Limb Lab prosthetist Yakov "Jacob" Gradinar recalls how Jed became a mentor for Emma, talking about his experience with her.
“Connecting both of them was really awesome,” he says. “They were on the same floor, they were going through similar situations. You could see that Emma was doing much better after talking to Jed.”
Emma says the informal peer-to-peer counseling made a big difference.
"Knowing there’s another teenager out there that has went through something similar and just knowing that you will make it through it,” she says. “It helps you a lot being able to walk, and choosing to walk is just honestly the best thing that can happen."
"I’ve been checking on her, making sure her leg’s OK and all this,” Jed says. “You know, trying to be the light where I can to help out and show her I’ve come through the same thing she has."
After all that’s happened, Jed says his own healing is going well.
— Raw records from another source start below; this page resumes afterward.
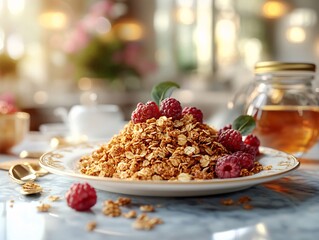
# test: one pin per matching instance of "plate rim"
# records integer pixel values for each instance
(214, 181)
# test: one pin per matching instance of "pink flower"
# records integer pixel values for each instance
(101, 8)
(77, 40)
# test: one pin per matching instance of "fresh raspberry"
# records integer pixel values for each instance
(246, 160)
(252, 141)
(170, 107)
(228, 166)
(145, 111)
(250, 149)
(81, 196)
(231, 139)
(228, 126)
(197, 113)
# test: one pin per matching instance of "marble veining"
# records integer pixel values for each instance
(283, 209)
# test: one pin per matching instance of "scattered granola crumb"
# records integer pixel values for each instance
(227, 201)
(244, 199)
(130, 214)
(144, 222)
(111, 209)
(31, 187)
(54, 198)
(247, 206)
(90, 226)
(43, 207)
(267, 167)
(147, 208)
(122, 201)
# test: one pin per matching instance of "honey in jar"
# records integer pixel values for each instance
(285, 106)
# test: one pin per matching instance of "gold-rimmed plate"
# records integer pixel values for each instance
(64, 161)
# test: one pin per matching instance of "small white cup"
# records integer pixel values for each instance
(95, 121)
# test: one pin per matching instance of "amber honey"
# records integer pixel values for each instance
(293, 129)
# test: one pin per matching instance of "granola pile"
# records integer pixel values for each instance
(158, 149)
(164, 141)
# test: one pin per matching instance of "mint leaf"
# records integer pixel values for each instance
(163, 90)
(245, 124)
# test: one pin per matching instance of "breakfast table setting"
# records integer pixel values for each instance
(284, 208)
(80, 184)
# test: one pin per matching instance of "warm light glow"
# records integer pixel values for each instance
(1, 40)
(85, 84)
(296, 34)
(185, 15)
(274, 9)
(40, 97)
(15, 7)
(53, 20)
(103, 25)
(15, 46)
(129, 30)
(317, 47)
(225, 39)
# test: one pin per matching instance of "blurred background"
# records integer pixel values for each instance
(58, 53)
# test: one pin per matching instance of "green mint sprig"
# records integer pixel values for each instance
(163, 90)
(245, 124)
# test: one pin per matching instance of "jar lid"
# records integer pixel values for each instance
(273, 66)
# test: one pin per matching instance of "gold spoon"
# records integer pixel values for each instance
(30, 188)
(21, 174)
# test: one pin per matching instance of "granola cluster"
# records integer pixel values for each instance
(158, 149)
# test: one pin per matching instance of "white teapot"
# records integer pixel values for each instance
(97, 121)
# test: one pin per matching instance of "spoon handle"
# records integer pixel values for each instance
(6, 165)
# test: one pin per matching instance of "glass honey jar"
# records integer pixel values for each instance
(285, 106)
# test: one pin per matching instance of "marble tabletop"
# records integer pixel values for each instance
(287, 208)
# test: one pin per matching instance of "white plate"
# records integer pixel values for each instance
(64, 162)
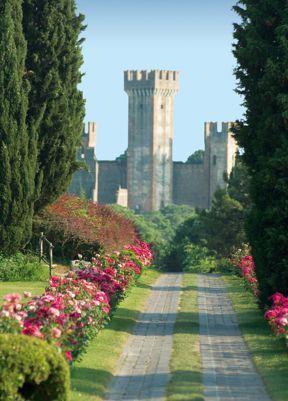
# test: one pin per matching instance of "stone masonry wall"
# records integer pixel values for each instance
(111, 176)
(190, 185)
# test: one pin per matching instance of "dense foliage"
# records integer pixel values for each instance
(76, 225)
(32, 370)
(73, 309)
(261, 50)
(158, 227)
(56, 106)
(17, 144)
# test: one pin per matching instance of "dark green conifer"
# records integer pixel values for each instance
(17, 146)
(56, 106)
(261, 50)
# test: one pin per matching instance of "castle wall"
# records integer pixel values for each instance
(84, 181)
(111, 176)
(190, 184)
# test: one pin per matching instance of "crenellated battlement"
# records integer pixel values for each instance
(212, 131)
(154, 79)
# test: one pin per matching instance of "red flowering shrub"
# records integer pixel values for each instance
(277, 315)
(73, 309)
(247, 268)
(76, 225)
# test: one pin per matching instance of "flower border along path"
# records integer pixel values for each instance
(228, 371)
(269, 353)
(143, 369)
(91, 376)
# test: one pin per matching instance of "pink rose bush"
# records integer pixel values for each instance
(74, 308)
(247, 268)
(277, 315)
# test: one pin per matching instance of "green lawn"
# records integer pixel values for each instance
(185, 364)
(91, 376)
(269, 353)
(36, 287)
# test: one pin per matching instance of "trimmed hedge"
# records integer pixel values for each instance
(32, 370)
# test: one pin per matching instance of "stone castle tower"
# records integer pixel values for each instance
(150, 137)
(220, 153)
(149, 175)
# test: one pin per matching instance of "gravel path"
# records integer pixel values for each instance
(143, 368)
(228, 370)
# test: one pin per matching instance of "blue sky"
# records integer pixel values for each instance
(191, 36)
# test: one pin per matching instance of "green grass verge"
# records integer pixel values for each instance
(36, 287)
(269, 353)
(91, 376)
(185, 364)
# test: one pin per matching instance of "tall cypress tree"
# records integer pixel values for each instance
(56, 106)
(261, 50)
(17, 146)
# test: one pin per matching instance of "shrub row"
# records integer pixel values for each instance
(32, 370)
(77, 225)
(73, 309)
(277, 314)
(22, 267)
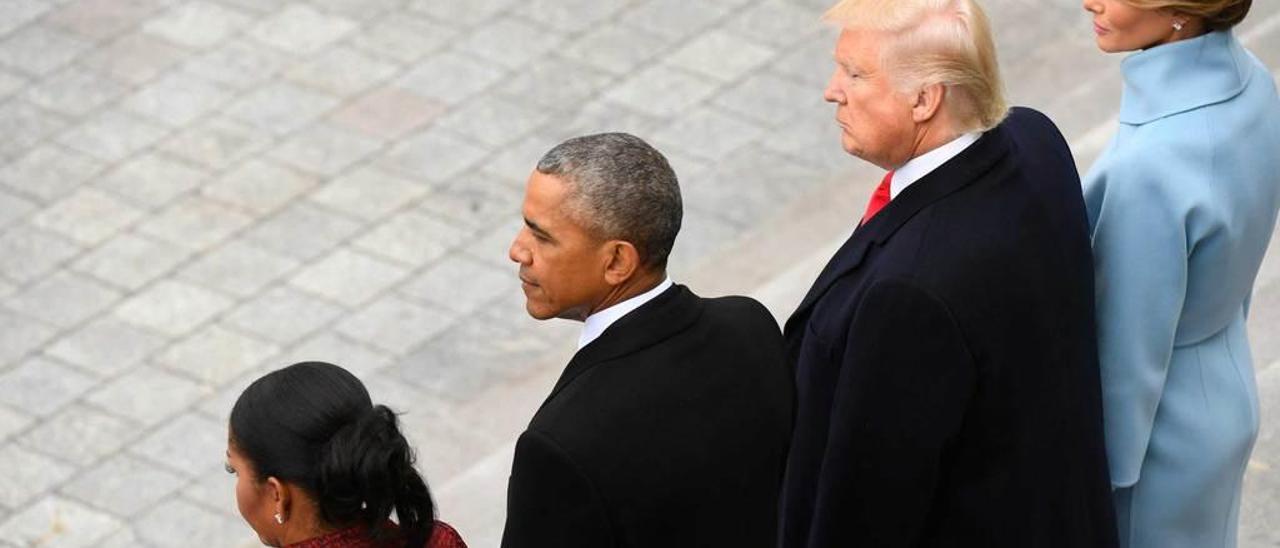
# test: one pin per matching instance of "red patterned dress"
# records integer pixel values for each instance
(442, 537)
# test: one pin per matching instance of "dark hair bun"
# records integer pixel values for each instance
(366, 470)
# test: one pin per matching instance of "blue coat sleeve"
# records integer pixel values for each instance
(1139, 254)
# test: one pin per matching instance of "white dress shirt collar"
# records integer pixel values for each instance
(922, 165)
(597, 323)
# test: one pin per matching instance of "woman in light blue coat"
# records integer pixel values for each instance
(1182, 206)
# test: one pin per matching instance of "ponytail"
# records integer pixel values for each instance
(366, 470)
(314, 425)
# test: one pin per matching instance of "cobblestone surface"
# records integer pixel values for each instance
(193, 192)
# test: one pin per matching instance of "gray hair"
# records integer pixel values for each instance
(620, 188)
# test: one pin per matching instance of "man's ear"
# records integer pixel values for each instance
(624, 260)
(928, 101)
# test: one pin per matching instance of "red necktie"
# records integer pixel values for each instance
(880, 199)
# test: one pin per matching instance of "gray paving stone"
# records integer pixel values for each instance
(493, 246)
(27, 475)
(197, 23)
(172, 307)
(460, 283)
(49, 172)
(13, 208)
(63, 300)
(430, 155)
(152, 179)
(19, 13)
(106, 347)
(556, 83)
(616, 49)
(135, 59)
(216, 355)
(31, 252)
(195, 223)
(469, 357)
(23, 126)
(304, 231)
(396, 324)
(74, 91)
(707, 133)
(113, 135)
(40, 50)
(260, 186)
(768, 99)
(451, 77)
(359, 357)
(508, 41)
(348, 277)
(369, 193)
(218, 142)
(300, 28)
(177, 99)
(58, 521)
(809, 63)
(284, 315)
(80, 435)
(10, 83)
(165, 394)
(672, 19)
(357, 9)
(131, 261)
(662, 91)
(124, 484)
(388, 113)
(476, 200)
(403, 37)
(776, 22)
(342, 71)
(570, 16)
(461, 13)
(721, 55)
(412, 238)
(12, 423)
(87, 217)
(238, 268)
(99, 19)
(494, 122)
(240, 64)
(513, 163)
(178, 519)
(191, 443)
(41, 387)
(324, 150)
(282, 108)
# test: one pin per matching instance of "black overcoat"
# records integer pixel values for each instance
(946, 365)
(667, 430)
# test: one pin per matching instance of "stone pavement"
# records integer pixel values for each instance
(193, 192)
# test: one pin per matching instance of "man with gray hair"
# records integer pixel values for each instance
(670, 425)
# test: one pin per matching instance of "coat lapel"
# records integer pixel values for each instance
(973, 163)
(659, 319)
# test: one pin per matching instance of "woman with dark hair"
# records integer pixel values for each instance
(319, 465)
(1182, 205)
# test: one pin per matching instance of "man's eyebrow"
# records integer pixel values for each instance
(535, 227)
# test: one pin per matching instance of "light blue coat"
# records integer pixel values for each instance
(1182, 206)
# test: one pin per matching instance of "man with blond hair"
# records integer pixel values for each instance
(945, 359)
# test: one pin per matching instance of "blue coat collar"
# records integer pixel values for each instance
(1183, 76)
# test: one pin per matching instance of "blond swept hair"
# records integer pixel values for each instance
(947, 42)
(1217, 14)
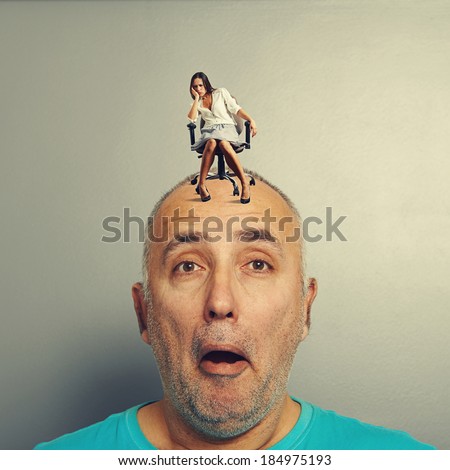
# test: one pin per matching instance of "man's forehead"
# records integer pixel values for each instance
(183, 213)
(223, 204)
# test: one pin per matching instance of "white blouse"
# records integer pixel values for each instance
(222, 109)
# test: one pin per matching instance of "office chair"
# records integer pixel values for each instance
(222, 174)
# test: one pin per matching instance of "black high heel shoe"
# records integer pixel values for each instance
(204, 198)
(245, 201)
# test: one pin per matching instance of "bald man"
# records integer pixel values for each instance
(224, 304)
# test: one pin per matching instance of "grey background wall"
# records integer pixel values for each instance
(352, 101)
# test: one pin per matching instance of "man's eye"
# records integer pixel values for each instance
(259, 265)
(186, 267)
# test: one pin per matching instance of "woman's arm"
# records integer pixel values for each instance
(241, 113)
(193, 112)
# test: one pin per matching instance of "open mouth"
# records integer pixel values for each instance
(220, 362)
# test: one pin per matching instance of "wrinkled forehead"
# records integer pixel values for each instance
(223, 218)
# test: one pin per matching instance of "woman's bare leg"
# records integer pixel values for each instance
(233, 162)
(207, 161)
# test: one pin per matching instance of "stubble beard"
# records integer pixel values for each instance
(211, 417)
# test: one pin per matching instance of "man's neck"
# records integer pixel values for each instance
(165, 429)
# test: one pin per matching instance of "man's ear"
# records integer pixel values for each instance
(307, 304)
(140, 307)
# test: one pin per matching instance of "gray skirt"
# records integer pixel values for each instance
(219, 132)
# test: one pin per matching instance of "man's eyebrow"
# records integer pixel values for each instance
(261, 234)
(180, 239)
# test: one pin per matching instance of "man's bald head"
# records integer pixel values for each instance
(186, 186)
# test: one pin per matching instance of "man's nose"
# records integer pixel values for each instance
(221, 297)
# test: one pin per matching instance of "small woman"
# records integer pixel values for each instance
(216, 107)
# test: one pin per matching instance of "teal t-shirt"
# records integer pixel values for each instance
(316, 429)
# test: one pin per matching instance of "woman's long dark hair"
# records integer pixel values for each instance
(206, 82)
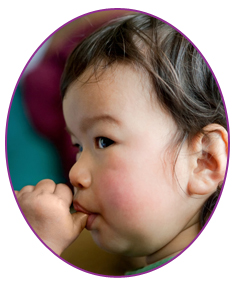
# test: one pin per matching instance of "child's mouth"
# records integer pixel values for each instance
(79, 208)
(91, 217)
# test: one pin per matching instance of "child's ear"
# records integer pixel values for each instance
(208, 160)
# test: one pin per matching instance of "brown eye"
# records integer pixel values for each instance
(78, 146)
(103, 142)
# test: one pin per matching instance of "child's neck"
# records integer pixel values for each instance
(181, 241)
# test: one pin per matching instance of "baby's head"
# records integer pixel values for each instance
(147, 117)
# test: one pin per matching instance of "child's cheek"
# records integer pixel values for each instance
(119, 192)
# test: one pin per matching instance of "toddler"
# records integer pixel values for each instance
(145, 113)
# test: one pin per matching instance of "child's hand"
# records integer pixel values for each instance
(47, 208)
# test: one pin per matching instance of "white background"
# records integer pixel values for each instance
(25, 261)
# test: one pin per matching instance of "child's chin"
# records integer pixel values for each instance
(116, 246)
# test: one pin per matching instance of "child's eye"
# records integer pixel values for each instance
(79, 147)
(103, 142)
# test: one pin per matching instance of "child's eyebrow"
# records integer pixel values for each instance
(88, 122)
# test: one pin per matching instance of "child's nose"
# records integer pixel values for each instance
(79, 174)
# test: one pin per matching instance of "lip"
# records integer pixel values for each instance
(79, 208)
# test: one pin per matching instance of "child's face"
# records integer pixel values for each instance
(124, 175)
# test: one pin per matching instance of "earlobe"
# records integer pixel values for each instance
(208, 160)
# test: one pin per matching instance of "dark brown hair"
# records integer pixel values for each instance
(182, 80)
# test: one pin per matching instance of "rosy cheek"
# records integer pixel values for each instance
(118, 193)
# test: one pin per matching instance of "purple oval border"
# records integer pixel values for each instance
(111, 9)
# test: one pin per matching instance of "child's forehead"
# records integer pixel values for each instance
(115, 74)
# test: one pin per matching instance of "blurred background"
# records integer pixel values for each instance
(38, 147)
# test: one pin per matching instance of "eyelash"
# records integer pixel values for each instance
(97, 143)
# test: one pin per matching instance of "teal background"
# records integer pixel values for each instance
(31, 157)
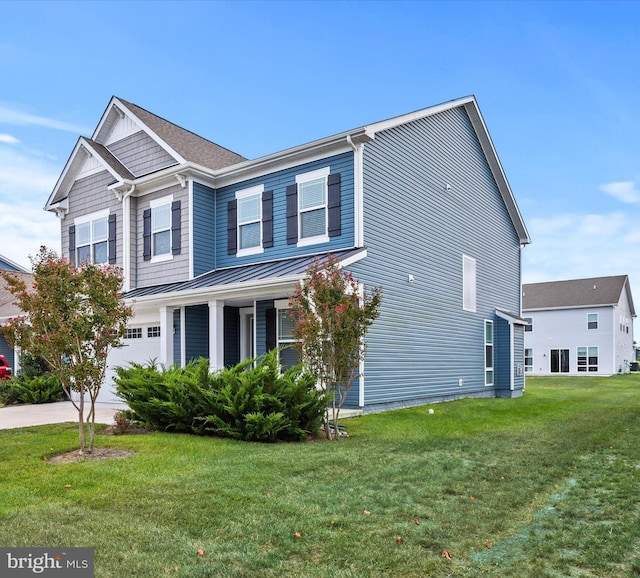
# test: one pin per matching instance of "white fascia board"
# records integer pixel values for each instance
(67, 177)
(593, 306)
(289, 158)
(480, 128)
(230, 291)
(374, 128)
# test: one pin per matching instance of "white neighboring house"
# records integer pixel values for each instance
(579, 327)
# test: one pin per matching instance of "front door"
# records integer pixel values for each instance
(559, 361)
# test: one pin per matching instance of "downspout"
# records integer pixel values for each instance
(126, 236)
(358, 191)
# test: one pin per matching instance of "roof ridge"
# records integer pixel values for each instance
(133, 104)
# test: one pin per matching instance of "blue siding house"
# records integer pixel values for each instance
(212, 244)
(7, 308)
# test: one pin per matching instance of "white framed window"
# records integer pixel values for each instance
(249, 204)
(284, 335)
(468, 283)
(161, 228)
(92, 238)
(528, 360)
(133, 333)
(488, 352)
(313, 218)
(587, 359)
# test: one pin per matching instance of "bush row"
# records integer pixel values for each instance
(246, 402)
(37, 389)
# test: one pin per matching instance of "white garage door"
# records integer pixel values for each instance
(140, 345)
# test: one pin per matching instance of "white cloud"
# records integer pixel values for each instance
(624, 191)
(13, 116)
(574, 246)
(22, 175)
(8, 139)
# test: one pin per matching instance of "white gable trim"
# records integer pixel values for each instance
(116, 107)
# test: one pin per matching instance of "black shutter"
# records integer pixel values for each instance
(146, 234)
(267, 219)
(72, 244)
(272, 336)
(176, 233)
(231, 336)
(292, 214)
(232, 227)
(112, 238)
(333, 205)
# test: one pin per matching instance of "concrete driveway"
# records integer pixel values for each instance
(15, 416)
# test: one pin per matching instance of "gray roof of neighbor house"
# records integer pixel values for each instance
(7, 307)
(187, 144)
(594, 291)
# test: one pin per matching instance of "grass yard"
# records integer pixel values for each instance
(546, 485)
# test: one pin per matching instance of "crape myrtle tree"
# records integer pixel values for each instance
(72, 317)
(331, 314)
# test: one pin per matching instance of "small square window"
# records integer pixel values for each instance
(133, 333)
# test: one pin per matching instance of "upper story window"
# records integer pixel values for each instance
(314, 208)
(468, 283)
(488, 352)
(249, 225)
(161, 229)
(92, 238)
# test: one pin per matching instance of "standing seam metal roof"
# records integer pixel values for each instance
(256, 272)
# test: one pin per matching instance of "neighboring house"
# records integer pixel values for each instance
(7, 308)
(212, 245)
(579, 327)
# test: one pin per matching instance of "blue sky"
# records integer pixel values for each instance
(558, 84)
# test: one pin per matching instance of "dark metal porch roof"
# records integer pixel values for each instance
(247, 273)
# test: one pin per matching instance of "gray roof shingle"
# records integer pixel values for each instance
(187, 144)
(593, 291)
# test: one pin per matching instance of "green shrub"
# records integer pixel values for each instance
(40, 389)
(242, 402)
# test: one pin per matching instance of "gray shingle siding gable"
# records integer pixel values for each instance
(424, 343)
(176, 269)
(90, 195)
(141, 154)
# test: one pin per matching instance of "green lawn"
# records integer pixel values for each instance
(545, 485)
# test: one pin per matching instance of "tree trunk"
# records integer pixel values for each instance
(81, 422)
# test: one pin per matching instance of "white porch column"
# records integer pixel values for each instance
(216, 335)
(166, 336)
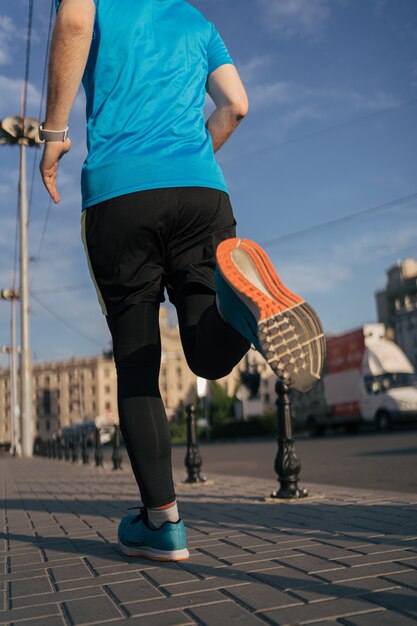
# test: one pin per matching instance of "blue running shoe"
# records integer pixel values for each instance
(167, 543)
(283, 327)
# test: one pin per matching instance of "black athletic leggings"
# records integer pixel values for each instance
(212, 349)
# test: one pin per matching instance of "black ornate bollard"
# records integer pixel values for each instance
(75, 447)
(98, 451)
(192, 459)
(84, 450)
(287, 465)
(116, 456)
(59, 448)
(67, 454)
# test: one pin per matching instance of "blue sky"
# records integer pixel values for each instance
(331, 132)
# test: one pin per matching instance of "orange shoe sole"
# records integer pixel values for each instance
(289, 332)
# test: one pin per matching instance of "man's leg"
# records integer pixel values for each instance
(143, 421)
(212, 347)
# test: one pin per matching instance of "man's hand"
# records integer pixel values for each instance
(53, 152)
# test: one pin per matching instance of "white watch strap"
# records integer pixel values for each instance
(52, 135)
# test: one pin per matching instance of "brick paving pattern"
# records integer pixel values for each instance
(342, 556)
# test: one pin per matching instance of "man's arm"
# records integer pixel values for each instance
(71, 41)
(229, 96)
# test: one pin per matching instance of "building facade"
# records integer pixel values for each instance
(397, 306)
(82, 389)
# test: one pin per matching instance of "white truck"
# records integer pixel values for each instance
(368, 379)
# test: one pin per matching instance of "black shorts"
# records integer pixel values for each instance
(141, 243)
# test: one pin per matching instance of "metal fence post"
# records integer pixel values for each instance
(98, 451)
(287, 465)
(75, 446)
(192, 459)
(117, 454)
(84, 451)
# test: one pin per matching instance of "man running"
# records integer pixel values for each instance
(155, 211)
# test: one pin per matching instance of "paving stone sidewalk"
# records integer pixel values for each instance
(341, 556)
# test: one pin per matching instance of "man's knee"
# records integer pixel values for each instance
(211, 371)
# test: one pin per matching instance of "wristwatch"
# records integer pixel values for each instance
(52, 135)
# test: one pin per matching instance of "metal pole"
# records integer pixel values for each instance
(14, 405)
(192, 459)
(25, 357)
(287, 464)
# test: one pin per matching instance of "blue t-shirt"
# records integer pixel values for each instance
(145, 83)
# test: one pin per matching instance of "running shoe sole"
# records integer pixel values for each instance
(281, 325)
(153, 554)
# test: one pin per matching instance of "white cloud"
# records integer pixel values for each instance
(9, 34)
(301, 18)
(7, 30)
(11, 89)
(313, 277)
(249, 70)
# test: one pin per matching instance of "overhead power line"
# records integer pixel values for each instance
(45, 70)
(60, 289)
(341, 220)
(327, 129)
(27, 61)
(65, 323)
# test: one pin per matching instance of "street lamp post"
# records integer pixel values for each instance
(12, 350)
(24, 132)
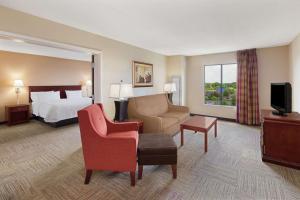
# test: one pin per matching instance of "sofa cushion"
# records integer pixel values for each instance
(181, 116)
(152, 105)
(168, 121)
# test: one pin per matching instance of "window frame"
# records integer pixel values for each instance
(221, 83)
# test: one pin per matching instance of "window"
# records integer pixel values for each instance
(220, 84)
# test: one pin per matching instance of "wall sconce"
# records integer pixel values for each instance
(18, 84)
(169, 88)
(120, 92)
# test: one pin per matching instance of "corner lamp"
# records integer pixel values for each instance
(120, 92)
(169, 88)
(18, 84)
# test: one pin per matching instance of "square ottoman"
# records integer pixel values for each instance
(156, 149)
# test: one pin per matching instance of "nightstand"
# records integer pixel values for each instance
(16, 114)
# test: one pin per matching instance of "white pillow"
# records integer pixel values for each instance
(45, 96)
(74, 94)
(48, 96)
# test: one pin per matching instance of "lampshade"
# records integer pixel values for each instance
(121, 91)
(170, 87)
(18, 83)
(88, 83)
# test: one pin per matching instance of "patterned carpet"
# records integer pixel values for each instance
(41, 162)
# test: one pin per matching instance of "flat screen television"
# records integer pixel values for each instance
(281, 98)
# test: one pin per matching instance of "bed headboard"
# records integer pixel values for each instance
(60, 88)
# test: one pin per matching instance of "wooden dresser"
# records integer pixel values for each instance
(16, 114)
(280, 139)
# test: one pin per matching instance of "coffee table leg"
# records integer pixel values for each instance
(216, 129)
(181, 130)
(140, 172)
(205, 142)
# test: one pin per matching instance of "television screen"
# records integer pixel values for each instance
(278, 95)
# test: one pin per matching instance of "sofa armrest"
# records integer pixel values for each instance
(179, 108)
(121, 126)
(150, 123)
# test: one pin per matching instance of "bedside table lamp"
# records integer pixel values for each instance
(18, 84)
(121, 92)
(169, 88)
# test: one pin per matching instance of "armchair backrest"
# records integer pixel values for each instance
(92, 120)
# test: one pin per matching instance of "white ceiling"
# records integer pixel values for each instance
(177, 27)
(19, 46)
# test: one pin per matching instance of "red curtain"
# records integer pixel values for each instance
(247, 91)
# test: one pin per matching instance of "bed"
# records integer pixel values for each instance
(51, 105)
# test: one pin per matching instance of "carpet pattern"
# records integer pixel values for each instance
(41, 162)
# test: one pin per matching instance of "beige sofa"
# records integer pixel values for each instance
(157, 113)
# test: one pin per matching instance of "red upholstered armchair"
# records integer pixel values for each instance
(107, 145)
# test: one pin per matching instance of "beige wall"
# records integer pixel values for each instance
(273, 67)
(37, 70)
(117, 56)
(295, 72)
(176, 66)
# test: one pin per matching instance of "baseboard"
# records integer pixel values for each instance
(220, 118)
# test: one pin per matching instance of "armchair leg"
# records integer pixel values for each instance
(174, 170)
(140, 172)
(88, 175)
(132, 178)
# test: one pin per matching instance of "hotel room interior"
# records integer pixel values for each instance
(140, 99)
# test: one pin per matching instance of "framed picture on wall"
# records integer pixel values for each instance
(142, 74)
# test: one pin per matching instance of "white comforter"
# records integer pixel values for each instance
(54, 111)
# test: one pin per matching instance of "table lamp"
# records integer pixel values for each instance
(88, 85)
(121, 92)
(169, 88)
(18, 84)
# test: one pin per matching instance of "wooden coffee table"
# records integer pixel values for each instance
(199, 124)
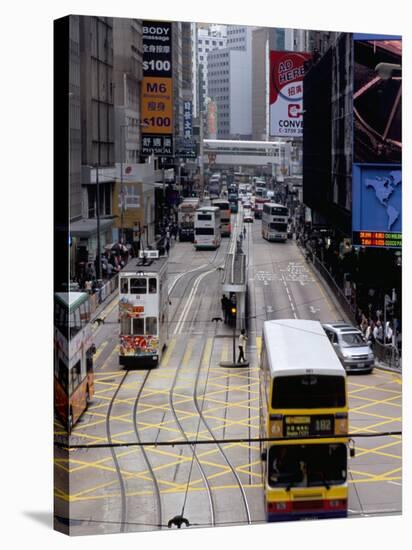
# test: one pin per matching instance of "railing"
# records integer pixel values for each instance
(347, 307)
(103, 293)
(387, 353)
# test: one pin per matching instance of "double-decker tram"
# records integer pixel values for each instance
(305, 409)
(207, 227)
(275, 219)
(143, 310)
(73, 356)
(186, 218)
(224, 207)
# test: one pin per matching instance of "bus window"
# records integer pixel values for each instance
(138, 286)
(151, 325)
(138, 326)
(62, 375)
(152, 286)
(124, 285)
(75, 377)
(308, 391)
(125, 325)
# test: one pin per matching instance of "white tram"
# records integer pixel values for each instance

"Leg is good. We got a lightning design on this one,” pointing to his newest prosthetic. “Then I had to get a new silicone foot, because I wore the other one out, had to get a new set of toes,” he says with a smile.
“It looks like he got to the point where he needs less and less adjustments,” Gradinar notes. “He’s using a four-wheeler, he was snowmobiling during the winter. That is very awesome to be able to get patients to back where they were before. That is our goal.”
Jed’s family says he’s spent hundreds of hours in physical therapy.
Because he’s still growing, he’s had to have prosthetic fittings every other month or so.
Through it all, Jed’s family has always been there for him.
"He’s very passionate,” Jana says. “He’s got a lust for life like no one I’ve ever seen, and he’s all-around one of the best humans I know. I knew he was going to be OK."
Jed says he’s thinking about all kinds of things for the future: starting a cattle ranch with his brother, or maybe excavating.
We asked his mom if there’s anything fun he hasn’t tried yet.
She says he hopes to try mountain sledding — snowmobiling in the mountains.
"Jed has overcome a lot. It’s been great to see him push through and encourage, just to not slow down,” his father Luke adds. “He’s got a great mentor, his mom, who’s a good person alone. But he’s been a great life coach for all of us. Inspire us to be grateful for everything we have around us.”
So if you’re ever in Willmar, take a look around.
You might just see Jed doing what he loves best and looking forward.
"Instead of asking why me, just get up and show people there’s a second way,” he says. "Instead of focusing on the bad about what happened, you know, focus on the good. If you focus on good, you’ll get good."